The inevitable question. Why go through a science fiction movie to attempt to explain military power theories of the real world? Simple--an outgunned, out-manned force that is technologically outmatched can still fight and win if their underlying theories are correct. The most obvious set of examples of such occurrences come from any number of Arab/Israeli conflicts from the 20th century, and a number of delightful summaries can be found in Kenneth M. Pollack's book Arabs at War: Military Effectiveness, 1948-1991. Contained within the first 150 or so pages are a number of exposes regarding the performances of the Egyptian military in a number of wars against Israel during the latter half of the 20th century. In a number of the conflicts, the Egyptian military possessed a preponderance of then-modern Soviet equipment that was technologically superior to the motley assortment possessed by the Israelis. However, the Israelis consistently beat back their Egyptian foes, in fight of odds that would be thought suicidal to any "Old Theory" adherents.
How were the Israelis able to consistently claim victory? According to Biddle, any "New Theory" modern-system military will consistently come out victorious when faced up against a non-modern-system adversary, even if that adversary possesses the technological or numeric edge. This plays out in any number of wars the Israelis have fought against their admittedly underwhelming neighbors.
Famously, this lop-sided match between the modern system and non-modern system played out in Gulf War 1 and Gulf War 2, prompting many to speculate that it was the cusp of a revolution in military affairs. Biddle implies that the technological advancement demonstrated in the Gulf Wars is merely a result of the modern system's merging with the latest technology, rather than a full-scale revolution. In Gulf War 1 there were USMC tankers plodding around in outdated M60 tanks rather than the newest M1 Abrams.
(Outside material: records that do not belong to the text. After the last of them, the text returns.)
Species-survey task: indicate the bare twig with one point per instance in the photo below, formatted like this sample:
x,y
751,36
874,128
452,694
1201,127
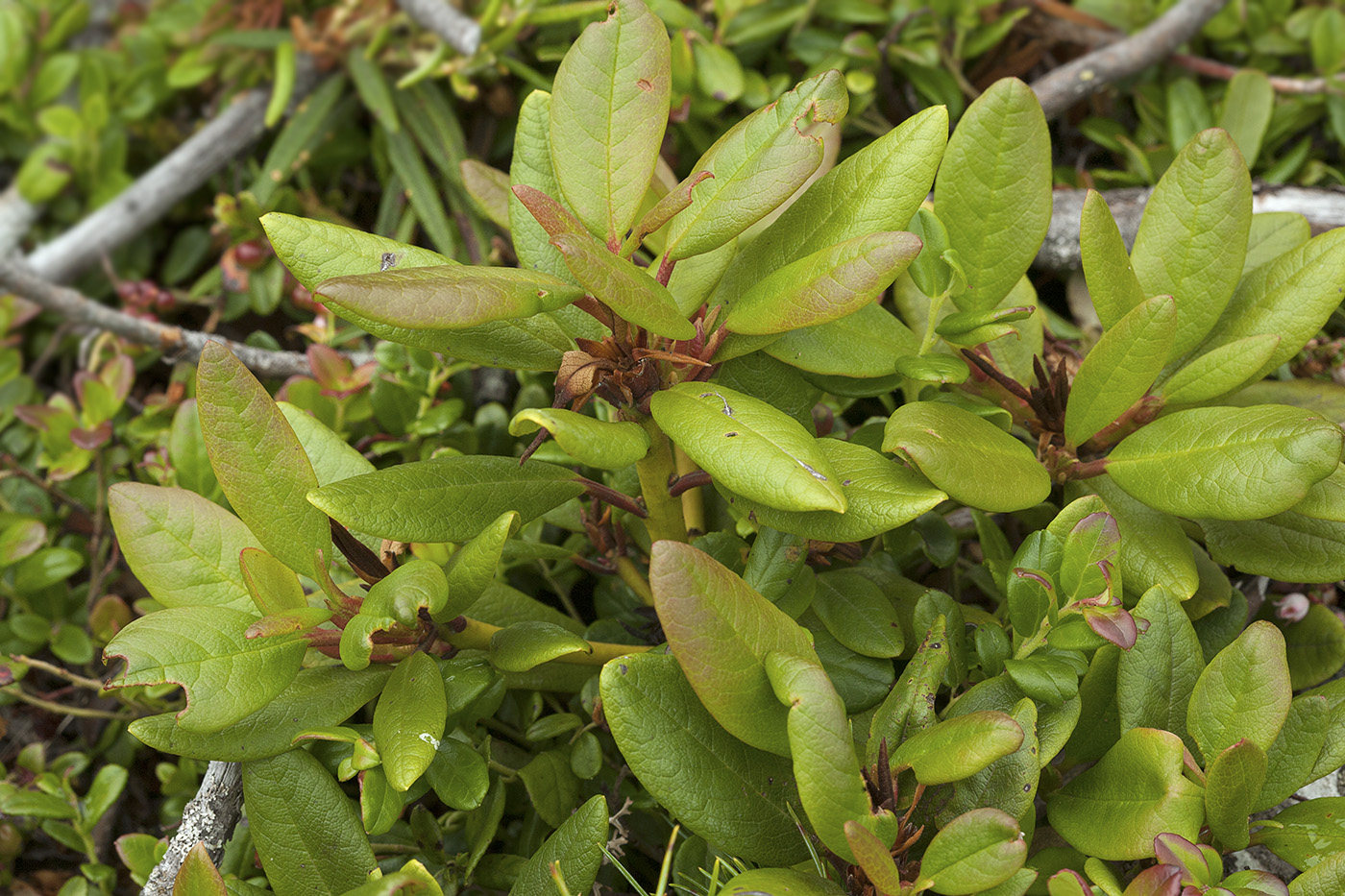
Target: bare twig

These armored columns were technologically outdated according to "Old Theory" adherents, and still dominated the battlefield because they had a better system of force employment.
While an reactive-armor plated M60 astride a dirt mound might not be as theatrically pleasing as snowbound pack mules, anachronistic trench warfare, and space battles culminating in an exploding moon-sized object, when viewed in the framework of Biddle's theories on Military Power, they can all do justice in showcasing the versatility and "galactic" truth of the primacy of force employment in the modern system.